To compensate for this factor, the below rough valuation adjusts analyst expectations to present an average stock price upside expected. It adjusts for the model's weakness in regards to negative EPS; which the author thinks is important to balance the higher-than-average bullish expectations. Investors should use the following model only for rough estimations of the average likelihood of upside once EPS reaches positive figures by 2025. This is contingent on commercialization and the date of likely commercialization occurring in 2024-2025. The below model is unable to reflect RCKT's downside which has shown to be difficult to accurately present, but the therapeutic successes and a TTM price to book value of 3.88x have assuaged a full loss of capital. The model aims to reflect industry standard multiples (PE: 20x-25x) and their effect on a relative EPS target.

Table Source: Developed by Gunner Hardy | Data Source: Seeking Alpha

It showcases succinctly that the share price of RCKT has the potential to reach triple digits or a rough price target of ~$103 by 2026. This figure doesn't represent the most optimistic following analyst but goes to show that the $50 mark is well-within rebound potential. Investors should still focus on the average price target of all 12 following analysts as a more accurate picture of near-term (2-3 years) upside. This figure is still substantial at $69.70/share (+152% upside). Much of this upside may be attained in 4Q'21 based on the sizeable data presentation and their gene therapies' risk that has brought down the share price recently.

Data by YCharts

Conclusion/Investment thesis

Rocket Pharmaceuticals, Inc. has truly impressed the markets and recent price fluctuations have not changed the underlying potential. Wall-street analysts seem to confirm this thesis with unwavering support and optimism surrounding the current pipeline. The early efficacy results to date have shown an impressive ability to save patient lives and improve the well-being of struggling patients, but each therapeutic will need to manage the tumultuous clinical stages yet to be overcome. RCKT will need to impress the FDA more so on the safety side, but additionally due to the sentiment on gene therapies; however, it appears Rocket Pharmaceuticals may just drive a new wave of successful gene therapies and early results seem to evidence strong upside. Investors should still exercise caution, particularly as gene therapy risk has not subsided yet and the small patient populations of initial trials may not be predictive of later clinical stage success.

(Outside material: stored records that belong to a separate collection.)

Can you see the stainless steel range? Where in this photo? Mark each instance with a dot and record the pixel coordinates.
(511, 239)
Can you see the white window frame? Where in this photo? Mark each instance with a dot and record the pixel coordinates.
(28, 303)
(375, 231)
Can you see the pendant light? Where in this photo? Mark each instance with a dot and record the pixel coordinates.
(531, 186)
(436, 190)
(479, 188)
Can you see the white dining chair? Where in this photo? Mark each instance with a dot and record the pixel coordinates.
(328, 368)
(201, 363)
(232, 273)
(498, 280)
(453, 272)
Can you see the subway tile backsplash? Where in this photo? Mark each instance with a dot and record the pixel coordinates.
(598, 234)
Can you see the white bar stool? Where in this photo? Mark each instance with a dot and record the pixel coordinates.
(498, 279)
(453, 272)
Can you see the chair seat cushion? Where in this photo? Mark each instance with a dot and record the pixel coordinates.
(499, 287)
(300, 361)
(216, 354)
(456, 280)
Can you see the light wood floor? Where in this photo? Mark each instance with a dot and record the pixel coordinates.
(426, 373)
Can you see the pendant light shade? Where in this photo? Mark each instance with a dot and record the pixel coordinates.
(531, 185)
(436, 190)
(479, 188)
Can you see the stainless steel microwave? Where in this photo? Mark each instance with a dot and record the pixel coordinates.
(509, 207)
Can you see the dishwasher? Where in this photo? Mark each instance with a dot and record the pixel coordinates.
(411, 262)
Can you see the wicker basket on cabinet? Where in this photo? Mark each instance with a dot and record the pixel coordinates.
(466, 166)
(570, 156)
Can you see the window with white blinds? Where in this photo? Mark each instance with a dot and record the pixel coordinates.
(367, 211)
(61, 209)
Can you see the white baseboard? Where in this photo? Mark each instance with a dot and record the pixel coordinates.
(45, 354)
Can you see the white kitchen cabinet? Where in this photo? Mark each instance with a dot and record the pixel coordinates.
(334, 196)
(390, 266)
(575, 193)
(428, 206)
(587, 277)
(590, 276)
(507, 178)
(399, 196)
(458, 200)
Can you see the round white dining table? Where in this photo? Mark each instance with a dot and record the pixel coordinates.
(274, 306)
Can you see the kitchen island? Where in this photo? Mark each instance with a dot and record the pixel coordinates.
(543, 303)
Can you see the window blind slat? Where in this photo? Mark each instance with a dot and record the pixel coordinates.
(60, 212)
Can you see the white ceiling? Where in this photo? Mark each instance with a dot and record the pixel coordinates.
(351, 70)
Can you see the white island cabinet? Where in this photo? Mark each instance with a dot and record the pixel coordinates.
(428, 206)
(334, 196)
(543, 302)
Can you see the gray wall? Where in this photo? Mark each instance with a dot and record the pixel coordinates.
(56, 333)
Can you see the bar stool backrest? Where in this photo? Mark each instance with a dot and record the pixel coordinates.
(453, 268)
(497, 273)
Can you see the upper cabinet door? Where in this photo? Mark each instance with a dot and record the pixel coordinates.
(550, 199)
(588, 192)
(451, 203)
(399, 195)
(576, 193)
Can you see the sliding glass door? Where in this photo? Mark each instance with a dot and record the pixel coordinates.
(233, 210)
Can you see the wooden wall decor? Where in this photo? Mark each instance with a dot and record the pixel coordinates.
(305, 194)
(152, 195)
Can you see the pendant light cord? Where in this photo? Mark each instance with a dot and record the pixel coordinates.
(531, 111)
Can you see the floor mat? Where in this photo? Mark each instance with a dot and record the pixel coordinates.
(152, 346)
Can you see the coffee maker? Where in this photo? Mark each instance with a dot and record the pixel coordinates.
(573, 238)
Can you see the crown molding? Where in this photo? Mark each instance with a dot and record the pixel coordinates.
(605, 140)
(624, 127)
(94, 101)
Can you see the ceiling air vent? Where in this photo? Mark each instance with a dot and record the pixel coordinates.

In summary, the author projects Rocket Pharmaceuticals, Inc. as a strong "buy" at a 3-4 year price target of $69.70/share (+152% upside).

Analyst’s Disclosure: I/we have no stock, option or similar derivative position in any of the companies mentioned, and no plans to initiate any such positions within the next 72 hours. I wrote this article myself, and it expresses my own opinions. I am not receiving compensation for it (other than from Seeking Alpha). I have no business relationship with any company whose stock is mentioned in this article.

Comments

[Rwilde]

CAN YOU GIVE ME AN UPDATE ON AUGUST 2023 RCKT NEWS IDEAS PREDICTIONS. WONDERING WHAT TO EXPECT IN THE LAST FEW MONTHS OF 2023 AND 2024

[jimmazza]

updates?

[MikeFromNZ]

Thanks and congratulations on a very thorough and well balanced article.